Wednesday, January 20, 2016

On the Facts, Product Monograph Does Not Induce Infringement

Bayer Inc v Fresenius Kabi Canada Ltd / moxifloxacin (NOC) 2016 FCA 13 Stratas JA, aff’g 2015 FC 797 Strickland J aff’g 2015 FC 388 Lafrenière J (here) (sub nom Bayer Inc v Pharmaceutical Partners of Canada Inc)
            2,378,424 / moxifloxacin / AVELOX

The ‘424 patent is a formulation patent claiming an aqueous formulation of moxifloxacin and from 0.4% to 0.9% (w/v) of sodium chloride. Fresenius Kabi’s moxifloxacin product is capable of being used post-sale to make the formulation, though it can also be used for non-infringing uses. In the motion giving rise to this appeal, Lafrenière J struck the portions of Bayer’s application for an order of prohibition alleging infringement or inducing the infringement of the ‘424 patent. Only the inducement issue was appealed. While Strickland J’s decision does not appear to be publicly available, we are told that “the Federal Court reached the same result as the Prothonotary for substantially the same reasons” [3]. As discussed at length in my post on Lafrenière J’s decision, the law of inducement raises some very difficult issues, particularly in a case such as this one, where the allegedly infringing product is capable of both infringing and non-infringing uses.

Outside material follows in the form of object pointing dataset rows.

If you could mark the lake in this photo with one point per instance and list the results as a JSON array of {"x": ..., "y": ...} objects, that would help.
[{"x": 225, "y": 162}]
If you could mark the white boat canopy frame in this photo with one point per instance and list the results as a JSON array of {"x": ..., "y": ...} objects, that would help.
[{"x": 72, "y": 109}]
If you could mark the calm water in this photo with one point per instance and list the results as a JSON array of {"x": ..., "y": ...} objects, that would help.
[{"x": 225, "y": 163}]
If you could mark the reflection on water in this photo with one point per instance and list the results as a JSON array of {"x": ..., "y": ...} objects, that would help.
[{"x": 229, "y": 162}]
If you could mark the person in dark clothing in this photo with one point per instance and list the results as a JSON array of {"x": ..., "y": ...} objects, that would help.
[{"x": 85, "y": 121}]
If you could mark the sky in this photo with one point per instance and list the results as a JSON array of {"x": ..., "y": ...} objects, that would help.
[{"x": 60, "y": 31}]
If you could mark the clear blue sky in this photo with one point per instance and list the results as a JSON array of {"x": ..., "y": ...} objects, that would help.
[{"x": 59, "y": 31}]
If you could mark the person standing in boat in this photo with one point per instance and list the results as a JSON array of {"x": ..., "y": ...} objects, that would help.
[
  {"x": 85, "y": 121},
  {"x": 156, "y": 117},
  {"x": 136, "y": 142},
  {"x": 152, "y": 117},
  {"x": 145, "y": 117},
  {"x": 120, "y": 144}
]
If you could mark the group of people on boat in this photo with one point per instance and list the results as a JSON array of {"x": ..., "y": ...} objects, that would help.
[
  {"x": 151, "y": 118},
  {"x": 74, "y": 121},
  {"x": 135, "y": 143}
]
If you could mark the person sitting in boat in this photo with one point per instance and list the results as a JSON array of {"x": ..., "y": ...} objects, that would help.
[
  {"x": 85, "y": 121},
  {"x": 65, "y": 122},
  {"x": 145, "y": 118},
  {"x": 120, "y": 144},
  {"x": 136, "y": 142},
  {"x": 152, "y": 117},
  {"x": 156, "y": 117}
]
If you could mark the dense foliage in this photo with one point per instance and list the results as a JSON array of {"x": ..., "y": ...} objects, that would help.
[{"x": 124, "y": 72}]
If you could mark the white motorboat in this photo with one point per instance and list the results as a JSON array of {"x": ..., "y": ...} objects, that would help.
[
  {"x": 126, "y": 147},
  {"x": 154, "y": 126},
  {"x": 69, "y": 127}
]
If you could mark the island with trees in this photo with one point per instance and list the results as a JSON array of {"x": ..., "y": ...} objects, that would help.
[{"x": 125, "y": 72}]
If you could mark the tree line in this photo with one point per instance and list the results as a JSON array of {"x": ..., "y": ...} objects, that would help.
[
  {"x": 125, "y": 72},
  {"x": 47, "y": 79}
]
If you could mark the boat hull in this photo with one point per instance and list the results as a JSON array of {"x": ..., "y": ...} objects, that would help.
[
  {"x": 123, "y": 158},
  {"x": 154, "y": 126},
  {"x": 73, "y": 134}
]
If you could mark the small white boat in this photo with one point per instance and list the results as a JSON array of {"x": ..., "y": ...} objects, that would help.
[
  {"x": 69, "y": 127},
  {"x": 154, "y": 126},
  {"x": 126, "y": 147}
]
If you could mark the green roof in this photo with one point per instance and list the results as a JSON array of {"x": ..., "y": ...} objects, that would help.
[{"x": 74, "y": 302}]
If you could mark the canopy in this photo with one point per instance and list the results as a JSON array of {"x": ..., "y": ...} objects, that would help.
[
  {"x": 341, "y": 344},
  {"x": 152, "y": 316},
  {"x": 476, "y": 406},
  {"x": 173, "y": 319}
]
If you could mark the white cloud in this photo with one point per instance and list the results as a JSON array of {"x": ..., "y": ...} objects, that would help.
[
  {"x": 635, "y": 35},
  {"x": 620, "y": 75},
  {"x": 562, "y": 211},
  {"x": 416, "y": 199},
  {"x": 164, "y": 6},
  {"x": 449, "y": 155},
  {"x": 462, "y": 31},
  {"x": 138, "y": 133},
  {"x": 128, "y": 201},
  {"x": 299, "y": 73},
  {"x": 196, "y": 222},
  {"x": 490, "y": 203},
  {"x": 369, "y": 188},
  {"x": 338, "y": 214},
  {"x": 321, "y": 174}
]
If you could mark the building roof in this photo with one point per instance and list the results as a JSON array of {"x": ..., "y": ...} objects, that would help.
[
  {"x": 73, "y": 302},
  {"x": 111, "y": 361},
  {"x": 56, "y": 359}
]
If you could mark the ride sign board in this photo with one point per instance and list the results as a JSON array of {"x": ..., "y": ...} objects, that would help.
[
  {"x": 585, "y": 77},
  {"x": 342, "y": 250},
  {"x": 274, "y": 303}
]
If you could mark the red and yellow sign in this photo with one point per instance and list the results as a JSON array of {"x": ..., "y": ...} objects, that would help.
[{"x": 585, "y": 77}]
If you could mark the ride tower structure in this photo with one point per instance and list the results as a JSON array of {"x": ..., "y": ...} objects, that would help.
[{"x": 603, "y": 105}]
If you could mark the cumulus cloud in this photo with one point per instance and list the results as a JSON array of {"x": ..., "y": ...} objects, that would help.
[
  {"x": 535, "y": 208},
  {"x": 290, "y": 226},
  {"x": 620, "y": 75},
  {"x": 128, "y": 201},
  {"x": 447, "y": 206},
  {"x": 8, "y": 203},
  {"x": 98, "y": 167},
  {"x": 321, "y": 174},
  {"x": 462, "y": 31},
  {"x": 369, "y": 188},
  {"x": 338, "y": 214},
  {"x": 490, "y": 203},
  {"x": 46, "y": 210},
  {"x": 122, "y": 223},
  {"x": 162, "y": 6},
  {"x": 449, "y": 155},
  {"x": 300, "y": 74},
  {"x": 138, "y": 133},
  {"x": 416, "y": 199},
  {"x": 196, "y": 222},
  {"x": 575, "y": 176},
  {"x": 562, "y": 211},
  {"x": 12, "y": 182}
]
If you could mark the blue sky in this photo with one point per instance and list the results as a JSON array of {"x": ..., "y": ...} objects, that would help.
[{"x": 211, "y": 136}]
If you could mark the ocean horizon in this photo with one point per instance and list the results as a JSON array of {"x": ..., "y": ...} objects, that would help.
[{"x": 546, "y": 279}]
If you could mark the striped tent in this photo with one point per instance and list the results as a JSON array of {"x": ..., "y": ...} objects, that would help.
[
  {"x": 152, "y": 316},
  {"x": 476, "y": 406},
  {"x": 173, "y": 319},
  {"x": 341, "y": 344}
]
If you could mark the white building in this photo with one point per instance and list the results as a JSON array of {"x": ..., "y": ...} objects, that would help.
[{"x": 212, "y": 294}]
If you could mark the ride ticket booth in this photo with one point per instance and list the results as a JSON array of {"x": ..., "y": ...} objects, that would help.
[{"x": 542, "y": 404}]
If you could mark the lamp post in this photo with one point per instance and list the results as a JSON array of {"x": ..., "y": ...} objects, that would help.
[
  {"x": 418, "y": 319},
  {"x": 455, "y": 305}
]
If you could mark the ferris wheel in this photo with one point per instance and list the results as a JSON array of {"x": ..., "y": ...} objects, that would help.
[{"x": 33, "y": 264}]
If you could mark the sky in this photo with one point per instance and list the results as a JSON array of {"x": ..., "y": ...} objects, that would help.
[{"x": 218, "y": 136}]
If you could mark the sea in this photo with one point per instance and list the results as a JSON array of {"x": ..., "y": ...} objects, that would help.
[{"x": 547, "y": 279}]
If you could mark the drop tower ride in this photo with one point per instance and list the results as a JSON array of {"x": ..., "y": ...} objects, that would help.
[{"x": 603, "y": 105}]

While the law on inducement is complex, those complexities are not necessarily raised on the facts of any particular case. In my post on Lafrenière J’s decision I pointed to the statement in the Product Monograph that “Moxifloxacin injection is compatible with the following intravenous solutions at ratios from 1:10 to 10:1: [including] 0.9% Sodium Chloride Injection, USP,” saying that “As I understand the facts, the first use would be infringing, though the following five would not.” But reading a decision is not the same thing as reading the full record, and in this case the FCA stated that the FC “found as a factual matter that the product monograph in question does not instruct or direct that Fresenius’ product is to be co-administered or co-administered with 0.9% sodium chloride (at paragraphs 59-61).” That being the case, the appeal was dismissed. This would seem to imply that a statement on a Product Monograph that a product can be used for an infringing purpose does not in itself constitute “instruction or direction” and therefore cannot constitute inducement. However, without Strickland J’s decision, it is difficult to put this holding in context.

Stratas JA also discussed the standard of review. He noted that on the authority of Housen 2002 SCC 33, the appropriate standard of review would be palpable and overriding error, but Federal Court precedent is that the standard of review is different in an appeal from a Rule 51 appeal; the FCA “may interfere with the Federal Court’s decision where the Federal Court had no grounds to interfere with the Prothonotary’s decision or, in the event such grounds existed, if the decision of the Federal Court was arrived at on a wrong basis or was plainly wrong” [6]. Stratas JA strongly suggested that the time has come to abandon this different standard of review and apply the Housen standard [7], but given that he had not received full argument on that issue, the lower standard would be applied, and in any event the standard of review made no difference in the result [8]. This is a clear invitation to argue that the Housen standard should apply in an appeal from a Rule 51 appeal.

UPDATE: Strickland J's FC decision has now been released: see here.